4.2.3       Uitbreidingen voor de voorgevellijn

Voor de voorgevellijn mogen uitbreidingen (zoals erkers) worden gebouwd in de Tuin (T) bestemming, waarbij moet worden voldaan aan de volgende bepalingen:

a      De diepte van een uitbreiding aan de voorgevel mag maximaal 1/3 bedragen van de breedte van de uitbreiding.

b      De diepte van de uitbreiding aan de voorgevel mag ten hoogste 1,5 m bedragen.

c      De uitbreiding omvat slecht één bouwlaag.

d      De breedte van de uitbreiding aan de voorgevel bedraagt ten hoogste de helft (50%) van de voorgevelbreedte van de woning.

e      De goothoogte van de uitbreiding aan de voorgevel bedraagt ten hoogste 3 m.

f       De afstand van de voorkant van de uitbreiding of het bijgebouw tot het openbaar gebied is minimaal 2 m.

 

4.2.4       Bouwwerken, geen gebouwen zijnde

Voor het bouwen van bouwwerken, geen gebouwen zijnde gelden de volgende bepalingen:

a      Bouwwerken, geen gebouwen zijnde mogen binnen en buiten het bouwvlak, worden gebouwd.

b      De bouwhoogte van erf- en terreinafscheidingen, zoals een tuinmuur, mag niet meer bedragen dan 1 m, met dien verstande dat deze hoogte achter de voorgevelrooilijn 2 m mag bedragen.

c    Voor het bouwen van overkappingen gelden de volgende bepalingen:

1   De oppervlakte mag maximaal 20 m2 bedragen.

2   De hoogte voor aangebouwde overkappingen mag maximaal 3,1 m bedragen, maar indien de eerste bouwlaag van het hoofdgebouw hoger is, mag de goothoogte van de overkapping maximaal de hoogte hebben van die eerste bouwlaag (bovenkant van de plafondlaag).

3   De hoogte van vrijstaande overkappingen mag niet meer dan 3 m bedragen.

4   De afstand tot de voorgevel van de woning mag niet minder dan 1 m bedragen.

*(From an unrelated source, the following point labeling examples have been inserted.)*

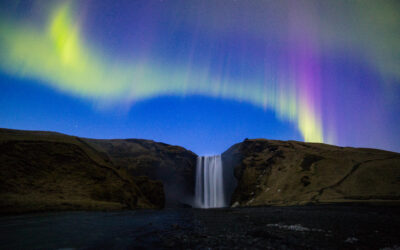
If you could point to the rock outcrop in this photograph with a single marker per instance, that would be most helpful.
(270, 172)
(44, 171)
(173, 165)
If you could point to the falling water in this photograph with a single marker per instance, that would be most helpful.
(209, 191)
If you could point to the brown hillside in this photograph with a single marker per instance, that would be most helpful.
(272, 172)
(173, 165)
(42, 171)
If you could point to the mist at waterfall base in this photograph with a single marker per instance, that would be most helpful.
(209, 190)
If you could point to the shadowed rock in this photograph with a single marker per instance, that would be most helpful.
(42, 171)
(270, 172)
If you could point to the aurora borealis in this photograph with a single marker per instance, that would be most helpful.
(329, 68)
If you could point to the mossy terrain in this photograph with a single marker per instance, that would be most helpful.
(270, 172)
(173, 165)
(45, 171)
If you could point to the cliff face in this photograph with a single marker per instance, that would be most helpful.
(173, 165)
(272, 172)
(42, 171)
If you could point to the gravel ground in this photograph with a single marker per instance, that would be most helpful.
(298, 227)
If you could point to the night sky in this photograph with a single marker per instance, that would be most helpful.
(204, 74)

d      De bouwhoogte van overige bouwwerken, geen gebouwen zijnde, mag niet meer bedragen dan 4 m.

 

4.3          Afwijking bouwregels

Burgemeester en wethouders kunnen een omgevingsvergunning verlenen voor het afwijken van het bepaalde in lid 4.2.2 onder o, voor het bouwen van een gebouw met een kap, met dien verstande dat het gebouw dient te zijn gelegen vóór de doorgetrokken lijn van de in lid 4.2.2 onder i bedoelde 4 m-grens en tussen (het verlengde van) de voorgevel en (het verlengde van) de achtergevel van het hoofdgebouw, met dien verstande dat de omgevingsvergunning slechts kan worden verleend na een bindend advies van het onafhankelijke stedenbouwkundige bureau dat voor het desbetreffende gebied is aangesteld.

 

4.4          Specifieke gebruiksregels

Binnen de bestemming ‘Wonen’ is de uitoefening van een aan-huis-verbonden beroep toegestaan, mits:

a    niet meer oppervlakte dan 1/3 deel van de oppervlakte van de begane grondlaag van het legaal gerealiseerde hoofdgebouw en van de legaal gerealiseerde bijbehorende bouwwerken in gebruik zal zijn voor de uitoefening van dit beroep;

b    de beroepsuitoefening uitsluitend geschiedt door een bewoner van de desbetreffende woning;

c    er geen detailhandel plaatsvindt;

d.   het aan-huis-verbonden beroep mag geen nadelige invloed hebben op de afwikkeling van het verkeer en/of leiden tot een onevenredige parkeerdruk.